North American production is another important piece of the world crude-supply equation and independent producers “have no choice but to monetize the acreage they’re leasing. That’s the situation in the United States and it’s not easy to fix,” Foss said.
Global oil supply is a hard thing to control, she noted. She’s skeptical that OPEC can stick to an equitable agreement without members cheating, and she’s skeptical that the rest of the world will also consent to hold down crude production.
“The third bit of skepticism is that all the new barrels that are scheduled to come into the market are actually going to come in, and that’s going to undermine the agreement,” Foss said.
As last year ended, a third group began to emerge in response to the supply reduction agreements.
That camp assumed cheating on quotas would take place and reduction targets wouldn’t be met – but also, that there would be enough cuts to start whittling down the world’s crude surplus, leading to higher oil prices.
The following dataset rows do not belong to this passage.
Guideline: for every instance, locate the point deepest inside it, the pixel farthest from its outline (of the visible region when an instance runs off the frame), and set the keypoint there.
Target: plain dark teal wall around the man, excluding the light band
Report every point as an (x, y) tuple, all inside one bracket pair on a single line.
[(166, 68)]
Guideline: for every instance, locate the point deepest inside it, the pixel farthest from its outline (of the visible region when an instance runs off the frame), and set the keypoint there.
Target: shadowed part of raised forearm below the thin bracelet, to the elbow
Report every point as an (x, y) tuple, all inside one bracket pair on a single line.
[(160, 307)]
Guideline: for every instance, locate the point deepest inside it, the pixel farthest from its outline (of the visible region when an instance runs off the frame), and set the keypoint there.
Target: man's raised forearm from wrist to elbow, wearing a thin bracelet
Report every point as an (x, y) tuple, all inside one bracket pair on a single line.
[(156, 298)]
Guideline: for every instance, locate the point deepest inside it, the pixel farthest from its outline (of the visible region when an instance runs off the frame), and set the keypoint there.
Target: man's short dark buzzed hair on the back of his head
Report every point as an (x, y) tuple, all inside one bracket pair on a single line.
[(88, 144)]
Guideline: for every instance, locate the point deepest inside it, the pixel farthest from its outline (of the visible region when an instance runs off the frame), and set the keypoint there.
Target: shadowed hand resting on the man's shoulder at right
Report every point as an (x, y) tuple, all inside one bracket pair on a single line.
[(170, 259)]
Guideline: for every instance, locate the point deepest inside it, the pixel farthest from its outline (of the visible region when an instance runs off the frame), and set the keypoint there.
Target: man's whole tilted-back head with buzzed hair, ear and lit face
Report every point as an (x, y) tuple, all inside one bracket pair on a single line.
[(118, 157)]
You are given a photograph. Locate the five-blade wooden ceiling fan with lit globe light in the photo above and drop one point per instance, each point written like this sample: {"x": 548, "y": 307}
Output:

“At this juncture, the OPEC output cut could swiftly tighten the supply and demand balance in the first half of 2017. The agreement may not be fully adhered to, but even at partial implementation, there would likely be steady implied stock draws during 2017,” said Ann-Louise Hittle, principal analyst for Wood Mackenzie.
“In terms of implementation, (the OPEC agreement) is unlikely to be fully implemented. Even if it’s only implemented halfway, it’s going to materially affect production,” said Jim Burkhard, chief of oil market research for IHS Markit Ltd.
What the agreement does is put a more stable floor underneath world oil prices, Burkhard noted.
“It diminishes the size of the downsize risk. Without that deal, it looked like we were headed into another year of surplus production over demand,” he said.
Burkhard agrees that U.S. production capacity continues to be “the elephant in the room right now.” He said the industry’s cost structure has deflated remarkably over the past two years, lowering breakeven points for domestic producers.
“It comes down to something simple: the oil price and the amount of financing available,” he said. “How much money is flowing to West Texas and Oklahoma? We know there are lots of prospects that can be drilled.”
Based on recent experience, independents can be expected to boost drilling and output when U.S. crude prices exceed $50. Neal Anderson, Wood Mackenzie president, said “it’s challenging (for them) until oil approaches $50, and then they cautiously go back.”
In regard to the question of whether or not the production-reduction agreements will lift oil prices during the remainder of 2017, the consensus opinion appears to be “yes,” “no” and “maybe.”
How will OPEC’s actions affect oil prices and industry activity over the next 12 months? We’ll know for sure in about a year.
In the meantime, keep an eye on crude oil supply and demand.